Jennifer Dziura, a 28-year-old New Yorker, is one of them.
She received $8,000 to donate her eggs in the fall of 2005 and hopes she'll be chosen again before the private egg broker she's registered with considers her too old. She realizes prospective parents who view her profile might think it a minus that her father is adopted, allowing for little medical history from his side. She also figures some are looking for a blonde, instead of a brunette.
"But, hey, I have perfect SAT scores," Dziura, an aspiring comedian and model, says with a slight chuckle.
As more older moms look for help getting pregnant, younger women have become increasingly willing to part with their eggs. Some do it to help relatives and friends, or from a sense of altruism, but others openly acknowledge money is a big factor in their decision, prompting critics to worry that they're helping drive an unregulated market for human tissue.
In 1996, women in federally monitored programs donated eggs just over 3,800 times. That number has risen steadily, to more than 10,000 in 2004, the most recent year for which the Centers for Disease Control has compiled data.
A decade ago, Dr.
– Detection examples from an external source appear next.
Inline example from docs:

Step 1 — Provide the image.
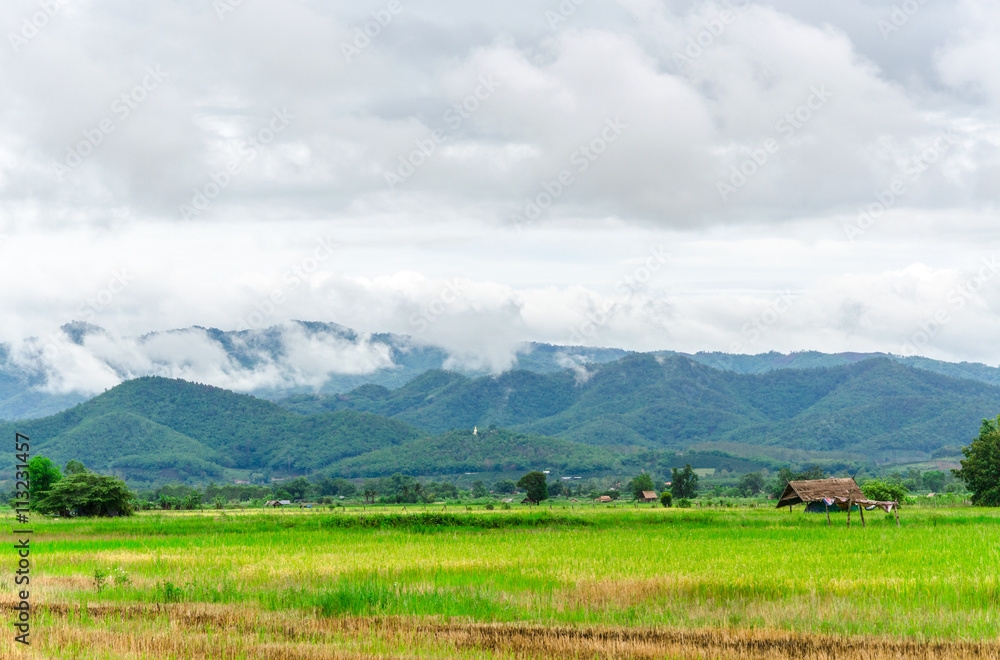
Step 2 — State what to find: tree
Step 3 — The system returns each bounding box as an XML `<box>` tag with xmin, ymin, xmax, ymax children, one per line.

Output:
<box><xmin>38</xmin><ymin>472</ymin><xmax>135</xmax><ymax>516</ymax></box>
<box><xmin>493</xmin><ymin>479</ymin><xmax>517</xmax><ymax>495</ymax></box>
<box><xmin>628</xmin><ymin>472</ymin><xmax>654</xmax><ymax>500</ymax></box>
<box><xmin>861</xmin><ymin>479</ymin><xmax>907</xmax><ymax>502</ymax></box>
<box><xmin>670</xmin><ymin>463</ymin><xmax>698</xmax><ymax>500</ymax></box>
<box><xmin>739</xmin><ymin>472</ymin><xmax>764</xmax><ymax>495</ymax></box>
<box><xmin>472</xmin><ymin>480</ymin><xmax>486</xmax><ymax>499</ymax></box>
<box><xmin>63</xmin><ymin>458</ymin><xmax>87</xmax><ymax>476</ymax></box>
<box><xmin>28</xmin><ymin>456</ymin><xmax>63</xmax><ymax>511</ymax></box>
<box><xmin>281</xmin><ymin>477</ymin><xmax>312</xmax><ymax>500</ymax></box>
<box><xmin>517</xmin><ymin>471</ymin><xmax>549</xmax><ymax>502</ymax></box>
<box><xmin>953</xmin><ymin>416</ymin><xmax>1000</xmax><ymax>506</ymax></box>
<box><xmin>923</xmin><ymin>470</ymin><xmax>948</xmax><ymax>493</ymax></box>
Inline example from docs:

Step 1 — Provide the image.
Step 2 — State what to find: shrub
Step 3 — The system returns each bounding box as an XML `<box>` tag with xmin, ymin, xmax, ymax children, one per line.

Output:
<box><xmin>861</xmin><ymin>479</ymin><xmax>907</xmax><ymax>504</ymax></box>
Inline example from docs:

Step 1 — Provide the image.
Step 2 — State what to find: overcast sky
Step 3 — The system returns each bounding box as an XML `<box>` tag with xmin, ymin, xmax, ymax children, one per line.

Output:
<box><xmin>0</xmin><ymin>0</ymin><xmax>1000</xmax><ymax>384</ymax></box>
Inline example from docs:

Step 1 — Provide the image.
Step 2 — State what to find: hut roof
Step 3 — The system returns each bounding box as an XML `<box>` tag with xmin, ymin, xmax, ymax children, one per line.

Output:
<box><xmin>778</xmin><ymin>479</ymin><xmax>867</xmax><ymax>508</ymax></box>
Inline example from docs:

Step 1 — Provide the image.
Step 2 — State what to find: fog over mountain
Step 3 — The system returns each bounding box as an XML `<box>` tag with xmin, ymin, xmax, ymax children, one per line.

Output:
<box><xmin>0</xmin><ymin>0</ymin><xmax>1000</xmax><ymax>374</ymax></box>
<box><xmin>0</xmin><ymin>321</ymin><xmax>1000</xmax><ymax>419</ymax></box>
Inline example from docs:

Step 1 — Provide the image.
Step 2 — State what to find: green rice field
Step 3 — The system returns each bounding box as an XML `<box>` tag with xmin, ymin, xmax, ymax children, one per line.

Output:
<box><xmin>0</xmin><ymin>506</ymin><xmax>1000</xmax><ymax>658</ymax></box>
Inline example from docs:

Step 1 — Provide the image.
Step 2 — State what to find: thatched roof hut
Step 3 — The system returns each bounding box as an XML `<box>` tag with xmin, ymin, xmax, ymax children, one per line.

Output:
<box><xmin>777</xmin><ymin>479</ymin><xmax>899</xmax><ymax>525</ymax></box>
<box><xmin>778</xmin><ymin>479</ymin><xmax>866</xmax><ymax>509</ymax></box>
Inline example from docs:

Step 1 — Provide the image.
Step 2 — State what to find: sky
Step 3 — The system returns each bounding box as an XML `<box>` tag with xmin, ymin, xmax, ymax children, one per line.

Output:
<box><xmin>0</xmin><ymin>0</ymin><xmax>1000</xmax><ymax>392</ymax></box>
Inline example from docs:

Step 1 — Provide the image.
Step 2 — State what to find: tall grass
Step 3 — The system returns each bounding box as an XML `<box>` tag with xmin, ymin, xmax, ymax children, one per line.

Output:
<box><xmin>7</xmin><ymin>508</ymin><xmax>1000</xmax><ymax>658</ymax></box>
Joel Brasch, a fertility specialist in the Chicago area, had to work hard to recruit five or 10 young women for his own practice's donor pool _ but not anymore.
The money is seen as compensation for time and trouble. Among other things, donors learn to inject themselves with hormones and, eventually, have a needle inserted through their vaginal wall so eggs can be harvested.
"Everyone does it for the money," says Dziura, the egg donor in New York. "No one would do that for free _ maybe for your sister, but not for a stranger."
The American Society of Reproductive Medicine, or ASRM, has set a compensation guideline of $5,000, with a limit of $10,000 for special cases _ if, for instance, a recipient wants eggs of rare ancestry.
The president of the Society for Assisted Reproductive Technology, an affiliate of ASRM, argues that if women were just motivated by money, they wouldn't get past the psychological screening to become a donor. And, he says, researchers who've surveyed donors have found another strong motive.
"They're very altruistic and very willing to help a couple who's trying to conceive," says Dr. David Grainger, who's also a reproductive endocrinologist at University of Kansas medical school in Wichita.